Experimental program
Comparison scheme
Effect test

Embodiment 1

[0040] Example 1 Cloning of Maize Pollen Specific Promoter Sequence pZm908

[0041]A pollen-specific cDNA clone (682bp fragment), Zm401 (Li et al., 2001), was isolated from the mature pollen cDNA library of maize, and was used as a probe to screen the maize genome library (Cat.#FL1032D, Lot#5443, Clontech, Palo Alto, CA, USA) obtained the genomic clone pGZM908 of the Zm908 gene.

Embodiment 2

[0042] Example 2 Isolation of pollen-specific promoter sequence pZm908

[0043] The following two primers were designed and synthesized, and a restriction endonuclease SphI site and a restriction endonuclease BamHI site were respectively added to the 5' ends of the two primers for the needs of subsequent isolation and construction:

[0044] Primer 1 5'CgcGCATGCGGTGTGCGTAATGACTCGA 3'SphI

[0045] Primer 2 5'Cgcggatccgaaacatatgaatagtac3'BamHI

[0046] Using the plasmid DNA pGZM908 as a template, carry out PCR reaction, the reaction system is as follows:

[0047]

[0048]

[0049] Amplification conditions: 95°C for 10 min; 95°C for 1 min, 58°C for 1 min, 72°C for 2 min, a total of 30 cycles; 72°C for 10 min, a 2126bp DNA fragment (SEQ ID No.1) was amplified.
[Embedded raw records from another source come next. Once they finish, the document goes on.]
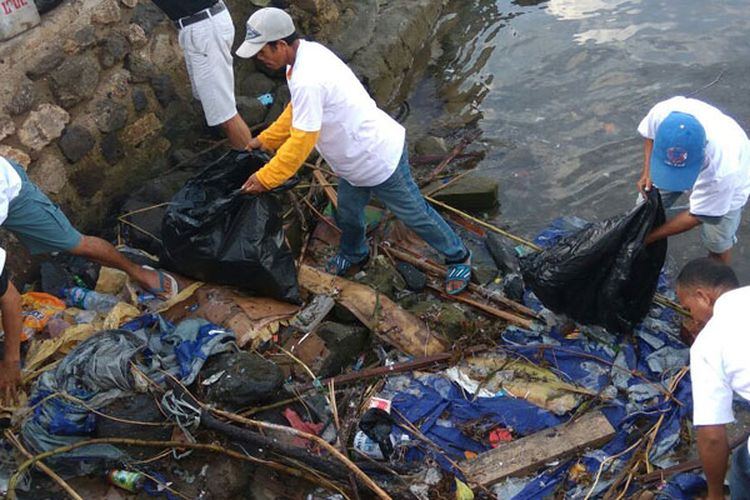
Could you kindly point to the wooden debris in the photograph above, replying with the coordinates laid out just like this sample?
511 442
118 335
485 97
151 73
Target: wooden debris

Recover with DNA gel recovery kit (Tiangen Biochemical Technology Co., Ltd.), subclone the recovered fragment into the sequencing vector pM19-T, and transform the ligated product into 2 Escherichia coli DH5α competen...

Embodiment 3

[0050] Example 3 Construction of Plant Expression Vector pZm908::GUS

[0051] Plasmid p19T-pZm908 was extracted by alkaline lysis, digested with SphI, filled in with Klenow, and digested with BamHI to obtain the pZm908 promoter fragment, which was digested with HindⅢ, filled in with Klenow, and digested with BamHI. The large fragments of pBI121 were connected ( figure 1 ), and then convert the ligation product to CaCl 2 In E. coli DH5α competent cells treated by the method, cultivate overnight on LB solid medium containing kanamycin (final concentration 100 μg / ml); pick the white colony grown on the plate, insert into containing kanamycin ( The LB liquid medium with a final concentration of 100 μg / ml) was cultured overnight, and the bacteria were collected by centrifugation to extract the plasmid by alkaline lysis. The sequencing results showed that the vector pZm908::GUS was constructed correctly.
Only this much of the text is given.